One could continue indefinitely. Painter Lee Krasner’s legacy lives almost completely in her husband Jackson Pollock’s shadow. Novelist Jonathan Franzen, famous outside his fiction for egocentric ramblings and curt dismissal of other authors, gets multiple accolades for individual novels, while equally acclaimed female novelists like Sue Monk Kidd and Barbara Kingsolver must work like assembly lines just to break even. Even athletes like Hope Solo and Danica Patrick do cheesecake photos to pay the bills.

ZZ Ward
We’re not talking fringe figures here. These are among the public world’s most accomplished women, yet they vanish behind men who, though undoubtedly good, aren’t better than the women. Even when the women are inarguably better (Abby Wambach, not Landon Donovan, is America’s highest-scoring soccer player), their accomplishments are considered second-string. Even I, apparently, lose track of women. Despite occasional “Well, Actually” mansplaining, nobody’s ever offered a justification for this disparity that I can digest.

I thought my playlist was female-dominated because sometimes, two or three songs with female singers would play consecutively. That’s better than most other workers’ playlists, since unless it’s Top 40 or Kurrent Kountry, they probably play no female singers. But one-third isn’t a preponderance of women; it merely reflects that, at some important level, I still consider female vocalists exceptional. Which means that I still regard male vocalists, and maybe other artists too, as “normal.”

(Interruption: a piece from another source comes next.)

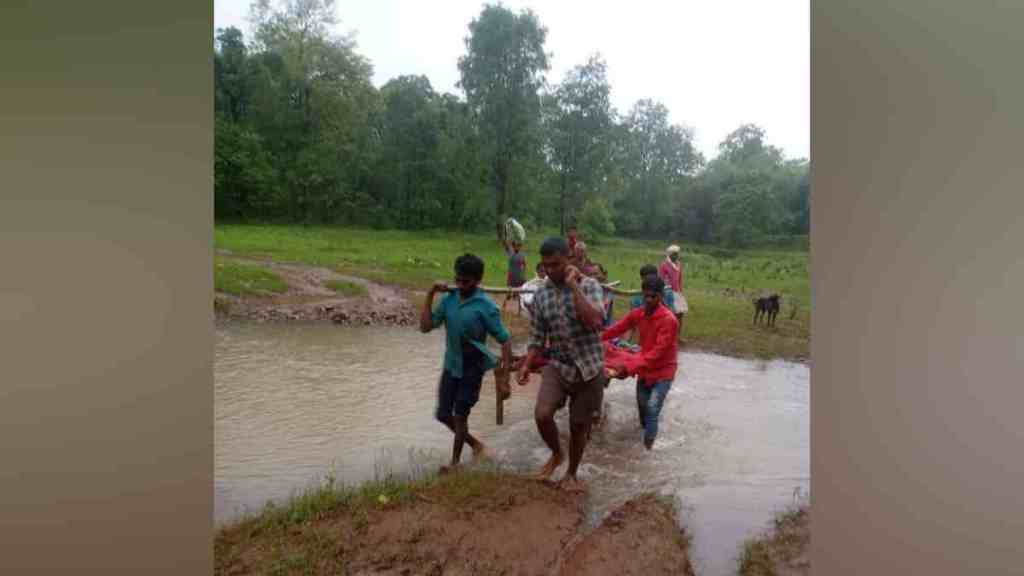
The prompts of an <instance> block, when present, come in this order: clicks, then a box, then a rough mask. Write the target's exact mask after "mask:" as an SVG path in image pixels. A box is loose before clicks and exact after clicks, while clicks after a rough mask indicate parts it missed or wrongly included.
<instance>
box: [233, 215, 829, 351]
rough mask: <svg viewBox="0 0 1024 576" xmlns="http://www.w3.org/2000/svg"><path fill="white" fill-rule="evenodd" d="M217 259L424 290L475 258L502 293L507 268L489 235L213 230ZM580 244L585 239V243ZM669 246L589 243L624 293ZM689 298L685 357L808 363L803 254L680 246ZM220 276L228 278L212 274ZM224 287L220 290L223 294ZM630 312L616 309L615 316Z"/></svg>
mask: <svg viewBox="0 0 1024 576" xmlns="http://www.w3.org/2000/svg"><path fill="white" fill-rule="evenodd" d="M543 238H544V235H543V234H536V233H535V234H532V235H531V236H530V237H529V238H528V239H527V244H526V246H525V248H524V250H525V253H526V257H527V268H528V269H529V270H530V271H531V270H532V268H534V266H535V265H536V263H537V261H538V260H539V257H540V256H539V254H538V248H539V244H540V241H541V239H543ZM214 239H215V246H216V248H217V249H221V250H229V251H230V252H231V253H233V254H236V255H239V256H248V257H257V258H267V259H272V260H276V261H291V262H302V263H308V264H313V265H319V266H325V268H329V269H332V270H335V271H338V272H340V273H344V274H349V275H352V276H360V277H364V278H367V279H370V280H373V281H375V282H379V283H384V284H392V285H397V286H401V287H404V288H409V289H413V290H425V289H426V288H427V287H428V286H429V285H430V283H431V282H433V281H435V280H447V281H451V280H452V276H453V272H452V264H453V262H454V260H455V258H456V257H457V256H458V255H460V254H462V253H464V252H472V253H475V254H477V255H478V256H480V257H481V258H482V259H483V260H484V262H485V266H486V268H485V273H484V283H485V284H487V285H495V286H502V285H504V284H505V274H506V271H507V258H506V256H505V253H504V249H503V247H502V246H501V245H500V244H499V243H498V242H497V241H496V240H495V238H494V237H493V236H488V235H468V234H453V233H445V232H402V231H371V230H356V229H341V228H326V227H299V225H251V224H218V225H216V228H215V229H214ZM585 240H586V239H585ZM668 243H669V241H667V242H659V243H653V242H638V241H631V240H624V239H612V240H609V241H606V242H602V243H600V244H594V243H589V244H590V246H589V253H590V256H591V258H592V259H593V260H594V261H596V262H600V263H601V264H603V265H604V266H605V269H607V271H608V274H609V279H610V280H620V281H622V284H621V287H622V288H626V289H637V288H639V284H640V279H639V274H638V273H639V270H640V266H641V265H643V264H644V263H653V264H658V263H659V262H660V261H662V259H664V257H665V256H664V249H665V246H666V245H667V244H668ZM683 260H684V262H685V264H686V285H685V294H686V298H687V300H688V302H689V305H690V314H689V316H688V317H687V320H686V326H685V329H684V331H683V334H682V337H683V340H684V342H685V345H686V346H687V347H689V348H698V349H707V351H711V352H718V353H721V354H728V355H732V356H740V357H756V358H765V359H768V358H784V359H799V360H803V359H807V358H808V356H809V343H810V305H809V304H810V276H809V254H808V252H806V251H778V250H744V251H730V250H723V249H718V248H705V247H697V246H689V245H683ZM216 272H217V275H218V276H222V275H225V274H228V273H232V274H233V272H232V271H230V270H229V269H222V268H221V266H220V265H218V268H217V271H216ZM219 285H220V284H218V286H219ZM767 290H770V291H775V292H778V293H779V294H781V295H782V311H781V313H780V314H779V316H778V319H777V326H776V327H775V328H774V329H768V328H764V327H755V326H753V325H752V316H753V306H752V304H751V301H750V297H749V296H750V294H753V293H758V292H761V291H767ZM627 305H628V304H627V303H626V302H625V301H623V299H621V298H620V299H618V300H616V304H615V313H616V316H622V315H623V314H624V313H625V312H626V310H625V308H626V307H627Z"/></svg>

Unfortunately, I have no ready alternative for the situation. If a man who considers himself allied to women’s issues still makes this mistake, there’s no near-term remedy for the men I work with, who use racist, sexist, and nationalist slurs in common conversation. There’s little chance the situation will change in the larger culture any time soon. However, the more aware we become of this imbalance, the more likely we make a healthy future remedy.